Finally, a non-boring filibuster-related idea: The fight over the Senate filibuster rules has been one of the dullest and most bogus in recent memory, with commentators on both sides shamelessly parroting arguments that they would scoff at if the partisan balance in the Senate were reversed.
However, Mickey Kaus says something interesting today in regard to the new compromise resolution:
Why, after all, are so many people in Washington attached to the Senate's "right to unlimited debate"? Is it because the filibuster--which effectively requires a supermajority to pass anything through the Senate-- guarantees "freedom of speech, freedom of debate and freedom to dissent in the United States Senate." (Sen. Byrd's modest version.) Or is it because the filibuster, and the exaggerated power it gives to both minorities and individuals, is the basis for much of the Senate's--indeed Washington's--corrupt cash economy?
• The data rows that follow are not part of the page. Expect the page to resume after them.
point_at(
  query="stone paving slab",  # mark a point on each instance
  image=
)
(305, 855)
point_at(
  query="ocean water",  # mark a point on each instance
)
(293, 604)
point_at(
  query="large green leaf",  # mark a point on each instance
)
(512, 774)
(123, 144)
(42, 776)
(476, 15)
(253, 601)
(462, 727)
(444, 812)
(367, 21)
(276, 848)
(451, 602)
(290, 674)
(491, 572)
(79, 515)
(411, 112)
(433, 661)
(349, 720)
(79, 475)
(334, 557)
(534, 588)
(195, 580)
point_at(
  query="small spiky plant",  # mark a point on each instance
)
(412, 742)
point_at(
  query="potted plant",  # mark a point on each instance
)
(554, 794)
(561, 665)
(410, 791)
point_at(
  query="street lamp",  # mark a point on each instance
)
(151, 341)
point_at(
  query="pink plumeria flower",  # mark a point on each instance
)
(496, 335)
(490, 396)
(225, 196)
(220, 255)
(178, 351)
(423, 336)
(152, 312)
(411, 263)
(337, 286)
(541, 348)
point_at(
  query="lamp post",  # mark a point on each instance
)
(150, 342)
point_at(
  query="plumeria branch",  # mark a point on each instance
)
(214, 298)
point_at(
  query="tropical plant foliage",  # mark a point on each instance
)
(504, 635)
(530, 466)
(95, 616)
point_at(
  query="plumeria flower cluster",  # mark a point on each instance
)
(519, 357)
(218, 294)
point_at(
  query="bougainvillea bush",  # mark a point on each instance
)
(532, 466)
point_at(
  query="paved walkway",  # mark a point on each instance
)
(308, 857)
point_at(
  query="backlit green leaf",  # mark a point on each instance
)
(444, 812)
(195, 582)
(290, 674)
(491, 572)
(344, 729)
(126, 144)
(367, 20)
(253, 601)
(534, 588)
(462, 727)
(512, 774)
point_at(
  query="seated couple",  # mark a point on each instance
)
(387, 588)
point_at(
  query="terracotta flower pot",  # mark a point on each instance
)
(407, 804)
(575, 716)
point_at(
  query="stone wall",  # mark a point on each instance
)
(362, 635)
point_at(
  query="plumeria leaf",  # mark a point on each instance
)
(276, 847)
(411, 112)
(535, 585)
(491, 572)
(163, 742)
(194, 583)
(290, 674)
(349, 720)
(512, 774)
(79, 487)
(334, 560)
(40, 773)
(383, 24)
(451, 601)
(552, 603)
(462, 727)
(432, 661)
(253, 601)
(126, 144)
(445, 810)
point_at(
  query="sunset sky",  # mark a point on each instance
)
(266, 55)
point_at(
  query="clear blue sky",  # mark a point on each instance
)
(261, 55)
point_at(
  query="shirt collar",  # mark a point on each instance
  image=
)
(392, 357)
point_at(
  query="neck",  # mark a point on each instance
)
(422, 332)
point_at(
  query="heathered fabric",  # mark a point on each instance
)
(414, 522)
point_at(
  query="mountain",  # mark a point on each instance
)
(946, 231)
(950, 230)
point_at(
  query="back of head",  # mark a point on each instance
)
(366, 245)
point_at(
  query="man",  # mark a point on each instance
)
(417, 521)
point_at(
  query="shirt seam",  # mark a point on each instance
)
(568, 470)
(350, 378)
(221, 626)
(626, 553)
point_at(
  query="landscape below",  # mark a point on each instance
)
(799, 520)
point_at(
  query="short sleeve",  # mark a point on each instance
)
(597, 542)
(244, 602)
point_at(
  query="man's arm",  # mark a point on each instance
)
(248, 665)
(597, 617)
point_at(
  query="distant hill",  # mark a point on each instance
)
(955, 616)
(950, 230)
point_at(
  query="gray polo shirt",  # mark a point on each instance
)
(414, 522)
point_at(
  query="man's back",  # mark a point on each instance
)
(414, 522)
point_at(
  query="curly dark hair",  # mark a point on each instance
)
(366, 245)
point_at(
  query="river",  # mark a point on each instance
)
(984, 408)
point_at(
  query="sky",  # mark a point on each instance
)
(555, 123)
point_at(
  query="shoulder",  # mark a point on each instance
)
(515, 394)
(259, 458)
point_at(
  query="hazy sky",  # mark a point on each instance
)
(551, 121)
Without the filibuster, after all, senators in the minority party wouldn't be nearly as big a deal. They couldn't block legislation--so lobbyists wouldn't need to bribe them with campaign contributions. And honest, self-protective corporations wouldn't have to pay so many of these lobbyists to bribe them with campaign contributions.
Even most majority party senators would see some of their power drain away if the Senate became more like the House, organized efficiently along party lines so the majority could exercise its non-filibusterable power. Individual majority senators would be less like princes to be wined, dined and fawned over and more like party backbenchers. Corporations and interest groups wouldn't need to spend a lot of money bribing them either. And why would Boeing and GM want to pay for an army of ex-Senate aides to sweet-talk all 55 Republicans when one aide with the ear of Bill Frist would get the job done? ...
Still, I'm not sure it is so awful that there's more waste involved in influencing the Senate than there is in influencing the House, where all you need to do is pay off Tom DeLay.